SAN FRANCISCO – NVR 3-778, an experimental hepatitis B virus (HBV) core inhibitor, showed substantial activity and was well tolerated in an initial phase Ib study presented as a late-breaker at the annual meeting of the American Association for the Study of Liver Diseases.
Through its core-related mechanisms, which may prevent viral assembly and replication, NVR 3-778, particularly when used in combination with other antivirals, may represent a step “toward a goal of increased durable response rates in HBV patients,” reported Dr. Man-Fung Yuen of Queen Mary Hospital, University of Hong Kong.
CDC/Dr. Erskine Palmer
In this phase Ib study, safety and efficacy of NVR 3-778 were evaluated in 36 HBV-infected patients who were randomized to one of four dosing cohorts. An additional eight patients received a matching placebo. Enrollment requirements included serum HBV DNA greater than 20,000 IU/mL and age between 19 and 65 years. ALT levels could be normal or less than seven times the upper limit of normal. The majority of subjects were male.
The four doses of NVR 3-778 evaluated were 100 mg once daily (10 patients), 200 mg once daily (10 patients), 400 mg once daily (8 patients), and 600 mg twice daily (8 patients). Viral load reductions and safety were monitored.
All doses were well tolerated with no treatment-related discontinuations or serious adverse events observed. A single patient, who was on the lowest dose, developed a serious rash. No other patients developed significant rashes.
There appeared to be a dose response with no significant reductions in HBV DNA observed on the lowest dose and modest reductions with the 200-mg and 400-mg once-daily doses.
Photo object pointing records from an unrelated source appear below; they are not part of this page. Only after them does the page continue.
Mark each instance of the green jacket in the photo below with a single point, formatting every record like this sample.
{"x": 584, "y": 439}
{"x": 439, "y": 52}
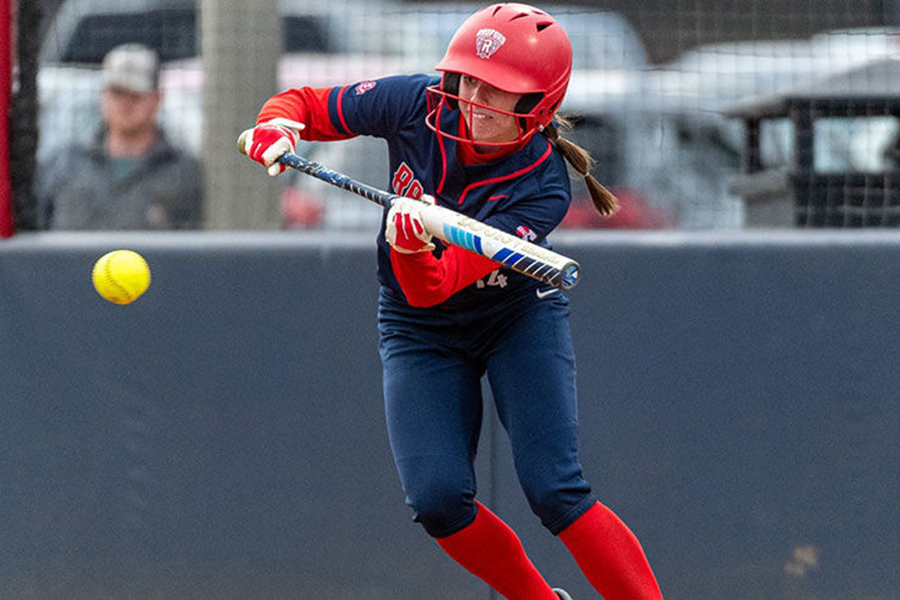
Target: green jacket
{"x": 78, "y": 189}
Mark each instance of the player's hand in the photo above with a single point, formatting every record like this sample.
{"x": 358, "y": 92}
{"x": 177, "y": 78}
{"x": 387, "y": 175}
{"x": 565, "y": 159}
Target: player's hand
{"x": 405, "y": 230}
{"x": 266, "y": 142}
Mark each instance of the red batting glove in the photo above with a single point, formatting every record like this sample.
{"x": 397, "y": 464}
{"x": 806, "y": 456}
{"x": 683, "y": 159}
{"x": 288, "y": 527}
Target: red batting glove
{"x": 266, "y": 142}
{"x": 405, "y": 231}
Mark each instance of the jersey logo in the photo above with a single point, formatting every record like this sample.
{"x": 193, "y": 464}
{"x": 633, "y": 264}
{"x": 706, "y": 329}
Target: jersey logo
{"x": 488, "y": 41}
{"x": 364, "y": 87}
{"x": 405, "y": 183}
{"x": 525, "y": 233}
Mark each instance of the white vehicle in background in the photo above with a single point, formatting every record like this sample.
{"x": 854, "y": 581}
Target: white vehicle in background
{"x": 696, "y": 152}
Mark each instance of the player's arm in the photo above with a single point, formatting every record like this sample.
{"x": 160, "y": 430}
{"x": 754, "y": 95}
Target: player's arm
{"x": 286, "y": 118}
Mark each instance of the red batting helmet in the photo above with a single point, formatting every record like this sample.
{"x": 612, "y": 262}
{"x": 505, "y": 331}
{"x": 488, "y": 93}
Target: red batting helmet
{"x": 516, "y": 48}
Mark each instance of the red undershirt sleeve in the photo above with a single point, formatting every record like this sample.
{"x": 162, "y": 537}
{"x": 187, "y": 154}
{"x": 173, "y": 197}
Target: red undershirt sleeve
{"x": 427, "y": 280}
{"x": 308, "y": 106}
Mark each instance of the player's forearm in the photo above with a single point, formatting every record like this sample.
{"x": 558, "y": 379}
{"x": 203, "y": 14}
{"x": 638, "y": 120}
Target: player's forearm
{"x": 428, "y": 281}
{"x": 305, "y": 105}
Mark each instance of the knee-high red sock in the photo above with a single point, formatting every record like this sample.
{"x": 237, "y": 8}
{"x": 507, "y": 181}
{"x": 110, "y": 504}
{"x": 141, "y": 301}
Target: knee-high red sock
{"x": 610, "y": 556}
{"x": 491, "y": 551}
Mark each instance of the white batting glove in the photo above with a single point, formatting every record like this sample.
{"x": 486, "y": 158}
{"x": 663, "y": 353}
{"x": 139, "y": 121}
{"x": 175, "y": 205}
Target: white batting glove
{"x": 405, "y": 230}
{"x": 266, "y": 142}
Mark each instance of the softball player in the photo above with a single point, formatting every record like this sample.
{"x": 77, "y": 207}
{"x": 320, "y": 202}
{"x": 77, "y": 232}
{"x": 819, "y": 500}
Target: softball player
{"x": 480, "y": 139}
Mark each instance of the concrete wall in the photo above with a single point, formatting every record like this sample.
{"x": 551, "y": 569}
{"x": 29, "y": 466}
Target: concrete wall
{"x": 223, "y": 436}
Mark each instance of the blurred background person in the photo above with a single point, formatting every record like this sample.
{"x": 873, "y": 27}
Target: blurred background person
{"x": 130, "y": 176}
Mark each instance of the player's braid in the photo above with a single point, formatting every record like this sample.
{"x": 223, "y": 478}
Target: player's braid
{"x": 604, "y": 201}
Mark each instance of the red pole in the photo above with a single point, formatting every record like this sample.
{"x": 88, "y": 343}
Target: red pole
{"x": 6, "y": 49}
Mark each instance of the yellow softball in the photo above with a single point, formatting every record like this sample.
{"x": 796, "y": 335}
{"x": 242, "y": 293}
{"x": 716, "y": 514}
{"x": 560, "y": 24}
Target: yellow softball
{"x": 121, "y": 276}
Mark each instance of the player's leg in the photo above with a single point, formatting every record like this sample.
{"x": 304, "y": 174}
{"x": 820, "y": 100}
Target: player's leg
{"x": 532, "y": 375}
{"x": 433, "y": 407}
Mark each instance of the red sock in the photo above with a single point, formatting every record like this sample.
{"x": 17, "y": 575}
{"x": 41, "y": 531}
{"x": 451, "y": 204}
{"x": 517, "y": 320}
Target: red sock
{"x": 610, "y": 556}
{"x": 491, "y": 551}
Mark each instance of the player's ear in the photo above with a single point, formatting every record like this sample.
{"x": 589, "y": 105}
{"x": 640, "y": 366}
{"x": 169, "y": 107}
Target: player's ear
{"x": 450, "y": 85}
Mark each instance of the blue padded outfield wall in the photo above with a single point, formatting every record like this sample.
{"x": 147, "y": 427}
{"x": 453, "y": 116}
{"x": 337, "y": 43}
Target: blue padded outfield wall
{"x": 223, "y": 436}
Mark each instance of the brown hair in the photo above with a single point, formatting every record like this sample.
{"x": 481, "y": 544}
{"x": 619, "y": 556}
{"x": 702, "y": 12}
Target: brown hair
{"x": 604, "y": 201}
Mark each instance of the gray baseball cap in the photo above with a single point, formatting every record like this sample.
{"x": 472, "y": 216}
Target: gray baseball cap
{"x": 132, "y": 67}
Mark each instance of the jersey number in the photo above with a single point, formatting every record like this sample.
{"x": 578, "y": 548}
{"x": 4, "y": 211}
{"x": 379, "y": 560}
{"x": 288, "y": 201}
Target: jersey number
{"x": 494, "y": 279}
{"x": 405, "y": 183}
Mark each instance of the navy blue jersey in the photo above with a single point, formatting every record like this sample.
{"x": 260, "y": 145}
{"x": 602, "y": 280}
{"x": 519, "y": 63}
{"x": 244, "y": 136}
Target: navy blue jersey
{"x": 526, "y": 193}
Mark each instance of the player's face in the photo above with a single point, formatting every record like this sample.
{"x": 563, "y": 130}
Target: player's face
{"x": 487, "y": 125}
{"x": 129, "y": 113}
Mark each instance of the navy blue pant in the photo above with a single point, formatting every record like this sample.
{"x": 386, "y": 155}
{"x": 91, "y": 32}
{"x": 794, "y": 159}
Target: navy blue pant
{"x": 433, "y": 365}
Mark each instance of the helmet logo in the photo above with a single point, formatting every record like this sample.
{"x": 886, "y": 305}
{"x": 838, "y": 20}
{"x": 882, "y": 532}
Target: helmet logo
{"x": 488, "y": 41}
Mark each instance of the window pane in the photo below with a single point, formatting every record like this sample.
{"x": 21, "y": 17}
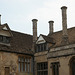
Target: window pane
{"x": 42, "y": 68}
{"x": 25, "y": 67}
{"x": 28, "y": 67}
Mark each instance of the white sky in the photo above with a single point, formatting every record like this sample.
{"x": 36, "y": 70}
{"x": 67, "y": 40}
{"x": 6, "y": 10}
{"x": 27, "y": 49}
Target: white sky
{"x": 19, "y": 13}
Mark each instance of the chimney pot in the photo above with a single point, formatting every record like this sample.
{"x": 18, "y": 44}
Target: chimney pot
{"x": 63, "y": 7}
{"x": 64, "y": 25}
{"x": 34, "y": 29}
{"x": 51, "y": 27}
{"x": 0, "y": 19}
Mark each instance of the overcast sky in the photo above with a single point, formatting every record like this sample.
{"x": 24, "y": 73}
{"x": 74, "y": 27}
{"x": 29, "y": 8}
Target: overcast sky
{"x": 19, "y": 13}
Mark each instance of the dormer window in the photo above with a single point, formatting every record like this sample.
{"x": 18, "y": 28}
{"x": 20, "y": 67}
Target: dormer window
{"x": 41, "y": 47}
{"x": 4, "y": 39}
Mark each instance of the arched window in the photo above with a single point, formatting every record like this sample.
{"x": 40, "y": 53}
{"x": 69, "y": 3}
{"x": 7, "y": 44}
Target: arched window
{"x": 72, "y": 66}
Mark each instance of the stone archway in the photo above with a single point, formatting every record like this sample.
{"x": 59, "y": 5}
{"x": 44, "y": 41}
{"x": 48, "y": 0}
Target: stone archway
{"x": 72, "y": 66}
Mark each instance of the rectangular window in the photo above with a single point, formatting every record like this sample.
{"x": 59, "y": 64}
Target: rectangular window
{"x": 41, "y": 47}
{"x": 55, "y": 68}
{"x": 4, "y": 39}
{"x": 24, "y": 64}
{"x": 42, "y": 68}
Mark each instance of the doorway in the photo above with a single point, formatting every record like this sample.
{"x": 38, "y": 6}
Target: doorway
{"x": 72, "y": 66}
{"x": 7, "y": 71}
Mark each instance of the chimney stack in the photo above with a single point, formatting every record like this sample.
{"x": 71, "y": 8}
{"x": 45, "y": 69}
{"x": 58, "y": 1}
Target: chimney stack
{"x": 64, "y": 25}
{"x": 34, "y": 30}
{"x": 0, "y": 19}
{"x": 51, "y": 27}
{"x": 34, "y": 21}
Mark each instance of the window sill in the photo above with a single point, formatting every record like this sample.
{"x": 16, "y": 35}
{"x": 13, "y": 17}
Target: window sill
{"x": 5, "y": 44}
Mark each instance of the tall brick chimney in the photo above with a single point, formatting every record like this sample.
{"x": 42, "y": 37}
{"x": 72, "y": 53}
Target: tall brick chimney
{"x": 0, "y": 19}
{"x": 34, "y": 29}
{"x": 64, "y": 25}
{"x": 34, "y": 21}
{"x": 51, "y": 27}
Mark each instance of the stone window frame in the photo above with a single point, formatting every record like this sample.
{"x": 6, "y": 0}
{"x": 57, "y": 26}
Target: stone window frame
{"x": 41, "y": 47}
{"x": 21, "y": 62}
{"x": 4, "y": 39}
{"x": 42, "y": 68}
{"x": 55, "y": 68}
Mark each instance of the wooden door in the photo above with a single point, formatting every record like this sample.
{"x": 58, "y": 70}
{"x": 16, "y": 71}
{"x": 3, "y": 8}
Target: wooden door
{"x": 7, "y": 71}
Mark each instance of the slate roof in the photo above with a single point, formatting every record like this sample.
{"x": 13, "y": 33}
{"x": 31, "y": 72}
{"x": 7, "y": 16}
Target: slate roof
{"x": 57, "y": 36}
{"x": 20, "y": 43}
{"x": 48, "y": 39}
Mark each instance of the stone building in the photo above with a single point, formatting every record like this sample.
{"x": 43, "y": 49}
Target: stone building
{"x": 24, "y": 54}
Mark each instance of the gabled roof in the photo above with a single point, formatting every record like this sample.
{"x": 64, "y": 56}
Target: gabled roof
{"x": 20, "y": 43}
{"x": 57, "y": 36}
{"x": 5, "y": 25}
{"x": 48, "y": 39}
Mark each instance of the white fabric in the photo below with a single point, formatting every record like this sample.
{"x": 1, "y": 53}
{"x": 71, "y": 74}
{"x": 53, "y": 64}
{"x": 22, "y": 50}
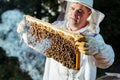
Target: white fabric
{"x": 88, "y": 3}
{"x": 55, "y": 71}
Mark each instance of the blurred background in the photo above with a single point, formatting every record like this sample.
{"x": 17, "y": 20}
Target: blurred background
{"x": 19, "y": 62}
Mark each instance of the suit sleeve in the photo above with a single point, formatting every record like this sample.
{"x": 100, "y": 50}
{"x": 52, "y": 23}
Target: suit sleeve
{"x": 105, "y": 56}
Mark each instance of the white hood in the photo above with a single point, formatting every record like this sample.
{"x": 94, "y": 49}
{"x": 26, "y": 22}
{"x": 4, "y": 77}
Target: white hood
{"x": 94, "y": 19}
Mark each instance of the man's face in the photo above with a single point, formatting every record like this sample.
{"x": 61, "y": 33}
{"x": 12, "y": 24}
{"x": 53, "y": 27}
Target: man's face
{"x": 77, "y": 16}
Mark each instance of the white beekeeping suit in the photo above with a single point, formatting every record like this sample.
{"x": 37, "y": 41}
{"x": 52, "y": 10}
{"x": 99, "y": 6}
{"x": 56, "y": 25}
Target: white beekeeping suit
{"x": 102, "y": 58}
{"x": 99, "y": 53}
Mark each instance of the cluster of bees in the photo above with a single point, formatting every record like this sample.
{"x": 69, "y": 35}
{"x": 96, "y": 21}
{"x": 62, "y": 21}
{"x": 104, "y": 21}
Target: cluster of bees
{"x": 62, "y": 50}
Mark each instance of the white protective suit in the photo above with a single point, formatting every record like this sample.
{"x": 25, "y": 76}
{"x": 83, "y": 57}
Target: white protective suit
{"x": 103, "y": 59}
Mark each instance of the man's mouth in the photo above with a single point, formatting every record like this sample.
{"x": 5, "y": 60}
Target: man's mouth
{"x": 74, "y": 19}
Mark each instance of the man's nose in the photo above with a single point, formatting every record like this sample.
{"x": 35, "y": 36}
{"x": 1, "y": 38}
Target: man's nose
{"x": 75, "y": 13}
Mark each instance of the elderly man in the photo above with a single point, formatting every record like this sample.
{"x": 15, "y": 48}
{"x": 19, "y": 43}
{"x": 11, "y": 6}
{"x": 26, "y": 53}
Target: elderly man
{"x": 81, "y": 17}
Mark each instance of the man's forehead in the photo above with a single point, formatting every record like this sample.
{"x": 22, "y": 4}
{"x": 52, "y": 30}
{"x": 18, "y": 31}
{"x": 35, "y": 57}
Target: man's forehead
{"x": 77, "y": 4}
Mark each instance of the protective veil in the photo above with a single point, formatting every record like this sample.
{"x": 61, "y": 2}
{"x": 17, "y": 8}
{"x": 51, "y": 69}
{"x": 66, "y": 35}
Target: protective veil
{"x": 102, "y": 56}
{"x": 99, "y": 54}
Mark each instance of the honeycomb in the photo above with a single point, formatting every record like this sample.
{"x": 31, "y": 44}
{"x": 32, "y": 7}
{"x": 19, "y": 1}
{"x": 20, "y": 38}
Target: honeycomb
{"x": 63, "y": 47}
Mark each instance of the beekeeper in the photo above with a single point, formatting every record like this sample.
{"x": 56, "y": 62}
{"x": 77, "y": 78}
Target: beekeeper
{"x": 81, "y": 17}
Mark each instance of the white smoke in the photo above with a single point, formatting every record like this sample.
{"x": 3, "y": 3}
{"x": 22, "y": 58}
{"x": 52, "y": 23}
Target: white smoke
{"x": 30, "y": 60}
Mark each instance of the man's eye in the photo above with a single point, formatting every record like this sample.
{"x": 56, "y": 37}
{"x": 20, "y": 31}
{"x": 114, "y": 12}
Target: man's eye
{"x": 80, "y": 11}
{"x": 72, "y": 8}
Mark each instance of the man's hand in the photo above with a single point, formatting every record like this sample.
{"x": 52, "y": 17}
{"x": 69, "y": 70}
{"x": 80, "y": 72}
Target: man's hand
{"x": 87, "y": 45}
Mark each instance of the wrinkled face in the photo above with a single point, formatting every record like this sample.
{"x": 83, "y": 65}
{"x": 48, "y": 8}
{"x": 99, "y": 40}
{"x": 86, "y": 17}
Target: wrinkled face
{"x": 77, "y": 16}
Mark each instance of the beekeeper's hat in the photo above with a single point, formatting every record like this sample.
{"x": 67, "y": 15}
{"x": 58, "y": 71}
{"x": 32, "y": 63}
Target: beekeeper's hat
{"x": 88, "y": 3}
{"x": 95, "y": 18}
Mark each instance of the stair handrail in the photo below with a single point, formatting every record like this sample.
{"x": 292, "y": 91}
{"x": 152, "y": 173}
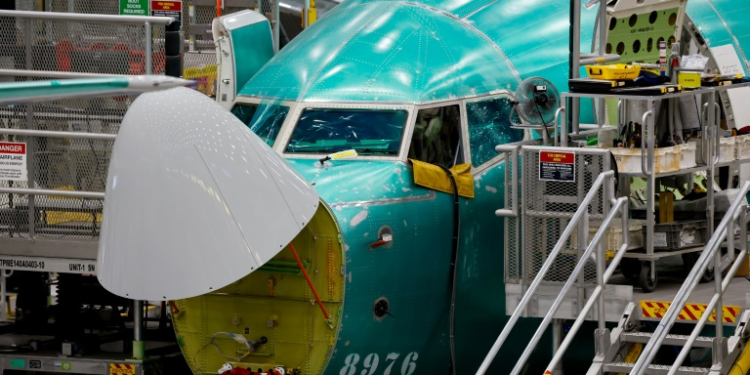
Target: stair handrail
{"x": 594, "y": 245}
{"x": 596, "y": 295}
{"x": 737, "y": 209}
{"x": 581, "y": 213}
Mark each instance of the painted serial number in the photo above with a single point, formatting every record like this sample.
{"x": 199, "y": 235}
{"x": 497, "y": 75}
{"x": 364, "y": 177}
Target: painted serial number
{"x": 372, "y": 361}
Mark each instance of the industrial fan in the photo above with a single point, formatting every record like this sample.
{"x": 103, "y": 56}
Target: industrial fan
{"x": 537, "y": 100}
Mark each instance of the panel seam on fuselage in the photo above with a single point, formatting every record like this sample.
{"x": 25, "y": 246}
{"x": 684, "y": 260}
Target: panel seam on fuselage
{"x": 497, "y": 48}
{"x": 335, "y": 53}
{"x": 380, "y": 202}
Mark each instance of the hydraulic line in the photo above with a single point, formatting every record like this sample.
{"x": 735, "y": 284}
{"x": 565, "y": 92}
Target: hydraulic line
{"x": 312, "y": 287}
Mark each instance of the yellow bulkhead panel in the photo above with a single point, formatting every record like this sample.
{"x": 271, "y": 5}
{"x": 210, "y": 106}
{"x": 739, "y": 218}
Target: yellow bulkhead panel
{"x": 274, "y": 302}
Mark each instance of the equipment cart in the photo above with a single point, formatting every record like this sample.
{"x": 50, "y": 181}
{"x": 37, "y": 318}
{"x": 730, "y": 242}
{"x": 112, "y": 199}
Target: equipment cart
{"x": 708, "y": 158}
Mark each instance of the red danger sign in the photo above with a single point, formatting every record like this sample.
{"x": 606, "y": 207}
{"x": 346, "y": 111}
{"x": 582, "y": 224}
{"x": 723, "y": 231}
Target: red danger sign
{"x": 13, "y": 161}
{"x": 12, "y": 148}
{"x": 557, "y": 157}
On the 600-mg twice-daily dose, HBV DNA levels fell 1.72 log10 IU mL (range, 1.06-3.71 log10 IU/mL) from baseline.
Based on the dose response and the tolerability of the 600-mg twice-daily dose, studies are now planned to evaluate higher doses. Greater viral control may also be achieved if this agent is combined with other agents, such as peg-interferon or a nucleoside. According to Dr. Yuen, there are already plans to evaluate both types of combinations.
As a core inhibitor, NVR 3-778 “can potentially inhibit viral assembly, HBV genome replication, covalently closed circular DNA [the permanent viral DNA structure in the nuclei of infected cells], and hepatic reinfection cycles,” Dr. Yuen said. This is not achieved routinely with current therapies, which Dr. Yuen said can suppress HBV replication but must be maintained to sustain control.
The further development of NVR 3-778 and other core inhibitors is being directed “toward a goal of increased durable response rates in HBV patients,” Dr. Yuen reported.